Hier, une opération de la police antiémeute pour reprendre certains sites bloqués par les protestataires depuis des semaines, dont le siège du gouvernement, a conduit à des heurts violents. Explosions et tirs ont secoué un quartier du centre historique de Bangkok, situé tout près de lieux touristiques majeurs de la capitale. Selon le centre de secours Erawan, quatre personnes ont été tuées, dont un policier touché par balle, et 64 autres blessées. La police a précisé que 24 des siens avaient été blessés. Une porte-parole du gouvernement a assuré que la police n'avait « pas utilisé de balles réelles », mais seulement des balles en caoutchouc. Après avoir forcé le passage à travers des barricades de barbelés et de sacs de sable, la police a rencontré une forte résistance des manifestants et s'est finalement retirée, pendant que des touristes prenaient des photos.

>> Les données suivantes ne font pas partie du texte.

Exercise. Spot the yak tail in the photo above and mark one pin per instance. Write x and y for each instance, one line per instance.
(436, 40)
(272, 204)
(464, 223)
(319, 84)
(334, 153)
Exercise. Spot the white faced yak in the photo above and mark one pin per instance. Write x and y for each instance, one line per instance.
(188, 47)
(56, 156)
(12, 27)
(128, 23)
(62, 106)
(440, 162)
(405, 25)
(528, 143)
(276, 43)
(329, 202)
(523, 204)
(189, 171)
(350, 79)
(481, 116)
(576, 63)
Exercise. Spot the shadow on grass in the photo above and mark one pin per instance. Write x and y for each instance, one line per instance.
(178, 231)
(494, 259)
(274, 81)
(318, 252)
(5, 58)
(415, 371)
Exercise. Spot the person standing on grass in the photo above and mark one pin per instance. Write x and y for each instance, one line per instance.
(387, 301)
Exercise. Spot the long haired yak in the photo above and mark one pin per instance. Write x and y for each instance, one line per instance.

Près de 150 manifestants ont d'autre part été interpellés sans résistance dans un complexe du ministère de l'Énergie pour violation de l'état d'urgence, selon le centre de crise. C'est la première fois depuis le début du mouvement que les autorités arrêtent autant de manifestants. Le gouvernement avait jusqu'ici cherché à éviter les affrontements entre police et manifestants pour limiter les violences qui ont désormais fait quinze morts et des centaines de blessés. Mais il a changé de stratégie vendredi lorsque la police a dégagé un campement près du siège du gouvernement que Yingluck n'a pu utiliser depuis deux mois. Immédiatement après l'opération, les militants étaient revenus reconstruire leurs barricades. Hier, les manifestants ont rejeté l'ultimatum des autorités pour abandonner cette position.